CellBiAge: Improved single-cell age classification using data binarization
Doudou Yu,
Manlin Li,
Guanjie Linghu,
Yihuan Hu,
Kaitlyn H. Hajdarovic,
An Wang,
Ritambhara Singh,
Ashley E. Webb
Affiliations
Doudou Yu
Molecular Biology, Cell Biology, and Biochemistry Graduate Program, Brown University, Providence, RI 02912, USA; Data Science Institute, Brown University, Providence, RI 02912, USA
Manlin Li
Data Science Institute, Brown University, Providence, RI 02912, USA
Guanjie Linghu
Data Science Institute, Brown University, Providence, RI 02912, USA
Yihuan Hu
Data Science Institute, Brown University, Providence, RI 02912, USA
Kaitlyn H. Hajdarovic
Neuroscience Graduate Program, Brown University, Providence, RI 02912, USA
An Wang
Department of Applied Mathematics & Statistics, Johns Hopkins University, Baltimore, MD 21218, USA
Ritambhara Singh
Department of Computer Science, Brown University, Providence, RI 02912, USA; Center for Computational Molecular Biology, Brown University, Providence, RI 02912, USA; Corresponding author
Ashley E. Webb
Department of Molecular Biology, Cell Biology, and Biochemistry, Brown University, Providence, RI 02912, USA; Center on the Biology of Aging, Brown University, Providence, RI 02912, USA; Carney Institute for Brain Science, Brown University, Providence, RI 02912, USA; Center for Translational Neuroscience, Brown University, Providence, RI 02912, USA; Corresponding author
Summary: Aging is a major risk factor for many diseases. Accurate methods for predicting age in specific cell types are essential to understand the heterogeneity of aging and to assess rejuvenation strategies.
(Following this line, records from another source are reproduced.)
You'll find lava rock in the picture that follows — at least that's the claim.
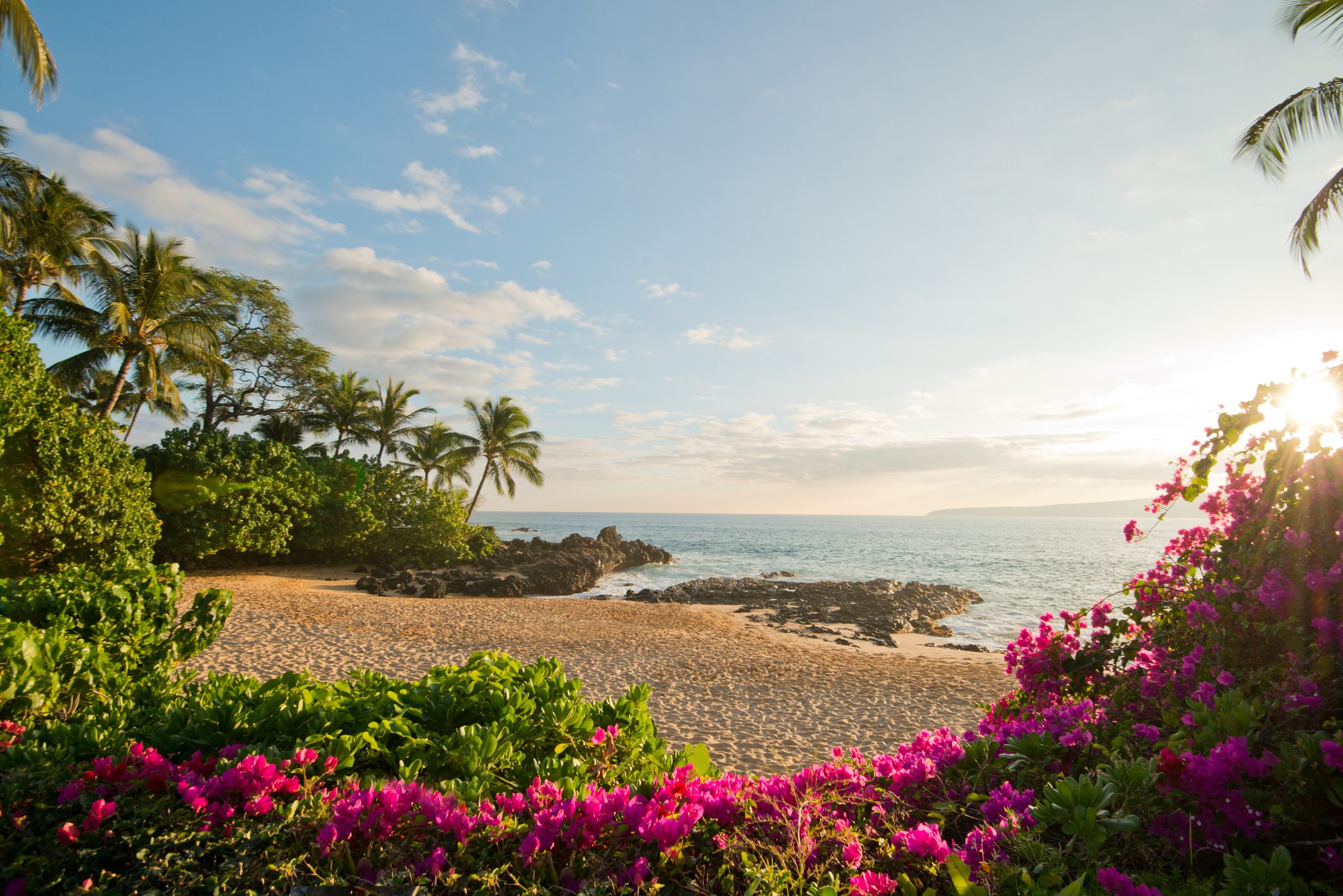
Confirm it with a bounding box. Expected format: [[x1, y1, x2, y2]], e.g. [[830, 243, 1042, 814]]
[[627, 578, 983, 646], [434, 527, 673, 598]]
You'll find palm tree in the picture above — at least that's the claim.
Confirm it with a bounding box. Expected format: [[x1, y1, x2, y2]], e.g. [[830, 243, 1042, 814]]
[[1235, 0, 1343, 276], [458, 395, 545, 518], [399, 421, 472, 492], [0, 173, 115, 314], [70, 364, 187, 442], [0, 0, 56, 109], [27, 227, 233, 416], [368, 376, 434, 463], [313, 371, 377, 456], [252, 414, 307, 447]]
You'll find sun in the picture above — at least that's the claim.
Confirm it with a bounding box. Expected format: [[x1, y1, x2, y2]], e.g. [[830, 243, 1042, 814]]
[[1283, 379, 1343, 428]]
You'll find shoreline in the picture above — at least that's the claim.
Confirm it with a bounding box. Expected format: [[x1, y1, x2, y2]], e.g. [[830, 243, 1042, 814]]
[[187, 565, 1010, 772]]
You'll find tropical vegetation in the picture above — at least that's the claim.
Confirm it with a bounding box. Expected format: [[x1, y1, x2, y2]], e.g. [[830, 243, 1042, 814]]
[[1235, 0, 1343, 274]]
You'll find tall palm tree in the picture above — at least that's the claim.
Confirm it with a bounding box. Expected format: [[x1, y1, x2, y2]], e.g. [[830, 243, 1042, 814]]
[[27, 227, 233, 416], [397, 421, 472, 492], [0, 173, 115, 314], [70, 364, 187, 442], [0, 0, 56, 109], [252, 414, 307, 447], [369, 376, 434, 463], [458, 395, 545, 518], [313, 371, 377, 456], [1235, 0, 1343, 276]]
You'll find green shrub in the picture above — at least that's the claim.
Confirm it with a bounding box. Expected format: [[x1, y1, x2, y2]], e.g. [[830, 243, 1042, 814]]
[[290, 458, 490, 565], [0, 312, 158, 575], [136, 425, 318, 560], [0, 560, 231, 717]]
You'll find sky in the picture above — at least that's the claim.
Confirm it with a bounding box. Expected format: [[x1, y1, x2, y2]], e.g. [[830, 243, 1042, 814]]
[[8, 0, 1343, 513]]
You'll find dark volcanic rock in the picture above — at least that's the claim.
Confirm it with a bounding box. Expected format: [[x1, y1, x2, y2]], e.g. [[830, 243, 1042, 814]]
[[413, 525, 673, 598], [627, 578, 983, 646]]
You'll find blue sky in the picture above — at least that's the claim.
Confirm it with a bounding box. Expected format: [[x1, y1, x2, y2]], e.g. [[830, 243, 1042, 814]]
[[8, 0, 1343, 513]]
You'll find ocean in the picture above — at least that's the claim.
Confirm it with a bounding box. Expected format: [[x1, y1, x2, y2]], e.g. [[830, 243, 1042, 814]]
[[473, 511, 1188, 648]]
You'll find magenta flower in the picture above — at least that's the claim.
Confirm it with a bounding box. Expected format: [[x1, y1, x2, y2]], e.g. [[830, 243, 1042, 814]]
[[849, 871, 900, 896], [83, 799, 117, 831], [890, 822, 951, 861]]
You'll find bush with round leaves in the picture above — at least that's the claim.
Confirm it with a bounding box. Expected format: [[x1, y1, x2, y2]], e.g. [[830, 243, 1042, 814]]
[[0, 312, 158, 575], [136, 425, 319, 560]]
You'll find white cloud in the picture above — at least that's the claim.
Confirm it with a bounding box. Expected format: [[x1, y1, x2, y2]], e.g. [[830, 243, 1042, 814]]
[[456, 146, 499, 158], [243, 167, 345, 234], [349, 161, 528, 234], [685, 324, 768, 349], [555, 376, 624, 392], [411, 43, 527, 132], [635, 279, 698, 298], [300, 246, 577, 362], [0, 112, 344, 267]]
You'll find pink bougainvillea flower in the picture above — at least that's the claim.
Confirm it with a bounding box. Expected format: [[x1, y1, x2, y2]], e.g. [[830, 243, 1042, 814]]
[[849, 871, 900, 896], [83, 799, 117, 831]]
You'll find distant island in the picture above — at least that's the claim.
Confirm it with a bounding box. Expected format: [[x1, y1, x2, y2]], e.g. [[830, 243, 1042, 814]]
[[928, 498, 1204, 520]]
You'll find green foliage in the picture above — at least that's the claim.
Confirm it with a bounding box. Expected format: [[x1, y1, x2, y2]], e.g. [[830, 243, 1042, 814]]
[[0, 560, 233, 717], [292, 458, 489, 565], [1031, 776, 1139, 852], [136, 425, 318, 559], [0, 313, 158, 575]]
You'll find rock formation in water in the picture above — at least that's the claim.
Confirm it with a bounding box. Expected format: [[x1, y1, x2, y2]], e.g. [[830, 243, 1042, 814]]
[[624, 576, 983, 646], [354, 525, 673, 598]]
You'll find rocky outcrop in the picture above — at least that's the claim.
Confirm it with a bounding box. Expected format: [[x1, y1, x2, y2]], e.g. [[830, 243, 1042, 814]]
[[624, 576, 983, 646], [354, 527, 673, 598]]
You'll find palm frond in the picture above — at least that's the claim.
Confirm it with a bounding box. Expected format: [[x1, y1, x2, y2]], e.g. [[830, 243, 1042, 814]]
[[1277, 0, 1343, 43], [1235, 79, 1343, 180], [1289, 161, 1343, 277], [0, 0, 56, 109]]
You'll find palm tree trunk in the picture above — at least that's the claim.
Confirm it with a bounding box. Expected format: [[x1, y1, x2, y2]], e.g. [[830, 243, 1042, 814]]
[[466, 458, 494, 523], [121, 402, 145, 442], [98, 352, 136, 418]]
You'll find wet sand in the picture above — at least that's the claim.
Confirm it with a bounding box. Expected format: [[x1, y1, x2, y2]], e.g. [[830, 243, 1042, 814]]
[[187, 567, 1010, 772]]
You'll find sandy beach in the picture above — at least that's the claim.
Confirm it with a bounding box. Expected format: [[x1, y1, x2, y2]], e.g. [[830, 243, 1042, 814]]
[[187, 567, 1010, 772]]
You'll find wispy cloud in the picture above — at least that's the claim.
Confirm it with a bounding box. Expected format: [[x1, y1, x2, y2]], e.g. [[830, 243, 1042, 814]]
[[411, 43, 525, 134], [349, 160, 528, 234], [635, 278, 698, 298], [685, 324, 768, 349], [0, 112, 344, 266], [456, 146, 499, 158]]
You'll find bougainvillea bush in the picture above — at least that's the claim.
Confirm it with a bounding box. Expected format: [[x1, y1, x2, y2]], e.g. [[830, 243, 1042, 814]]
[[0, 356, 1343, 896]]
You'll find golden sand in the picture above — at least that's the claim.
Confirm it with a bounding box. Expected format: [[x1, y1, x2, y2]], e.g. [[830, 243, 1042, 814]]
[[187, 567, 1010, 772]]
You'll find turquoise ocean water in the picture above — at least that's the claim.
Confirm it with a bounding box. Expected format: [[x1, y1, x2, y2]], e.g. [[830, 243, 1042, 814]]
[[474, 511, 1188, 646]]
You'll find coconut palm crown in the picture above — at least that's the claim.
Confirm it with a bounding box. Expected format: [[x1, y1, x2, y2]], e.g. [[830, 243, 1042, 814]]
[[368, 376, 434, 463], [25, 226, 233, 416], [397, 421, 472, 492], [1235, 0, 1343, 276], [458, 395, 545, 518]]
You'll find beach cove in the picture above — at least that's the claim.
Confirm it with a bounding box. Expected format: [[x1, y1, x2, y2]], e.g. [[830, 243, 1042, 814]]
[[185, 565, 1010, 772]]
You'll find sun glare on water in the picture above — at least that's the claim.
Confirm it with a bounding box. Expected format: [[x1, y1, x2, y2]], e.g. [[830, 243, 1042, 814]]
[[1283, 379, 1340, 428]]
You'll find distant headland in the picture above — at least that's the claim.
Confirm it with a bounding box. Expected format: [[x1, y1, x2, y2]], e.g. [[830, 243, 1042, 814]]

However, classifying organismal age at single-cell resolution using transcriptomics is challenging due to sparsity and noise. Here, we developed CellBiAge, a robust and easy-to-implement machine learning pipeline, to classify the age of single cells in the mouse brain using single-cell transcriptomics. We show that binarization of gene expression values for the top highly variable genes significantly improved test performance across different models, techniques, sexes, and brain regions, with potential age-related genes identified for model prediction. Additionally, we demonstrate CellBiAge’s ability to capture exercise-induced rejuvenation in neural stem cells. This study provides a broadly applicable approach for robust classification of organismal age of single cells in the mouse brain, which may aid in understanding the aging process and evaluating rejuvenation methods.